The Muse is part of the furniture of classical poetry. By the time of Virgil, we barely notice she is there, and her importance as a repository of poetic tradition seems scaled back. But what difference does it make that Roman poetry tended to be composed with a ‘real’ muse in the room, an enslaved literate secretary transcribing dictated verses, reading them back, copying them out, even editing them? Does it matter that an enslaved muse provided real material assistance to the poet even as the poet thanked some remote mythical goddess for her troubles? When we make space for the enslaved muse, Latin literature starts to look very different.
Dr Tom Geue teaches Latin at the Australian National University.
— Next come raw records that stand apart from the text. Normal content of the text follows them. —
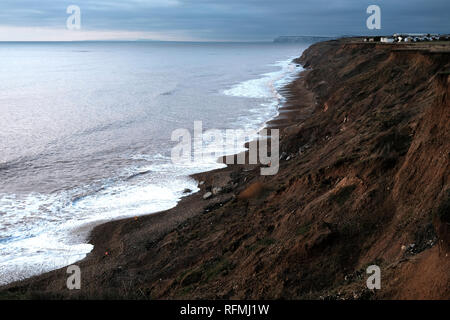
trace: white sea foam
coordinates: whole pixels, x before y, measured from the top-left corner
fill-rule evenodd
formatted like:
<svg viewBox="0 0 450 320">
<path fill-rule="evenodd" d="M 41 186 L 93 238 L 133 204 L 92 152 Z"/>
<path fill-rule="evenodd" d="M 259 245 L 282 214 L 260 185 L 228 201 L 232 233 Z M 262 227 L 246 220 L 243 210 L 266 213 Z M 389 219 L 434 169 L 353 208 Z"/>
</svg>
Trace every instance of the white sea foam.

His 2019 book, Author Unknown, proposed some new ways of working with anonymous authorship. His current project, Major Corrections: An Intellectual Biography of SebastianoTimpanaro (forthcoming 2024), is a story of an unlikely combination of interests - technical philology and militant Marxism - working together towards full human flourishing. Tom is also a recent recipient of an Australian Research Council Future Fellowship, which will fund further research on slavery and Latin literature.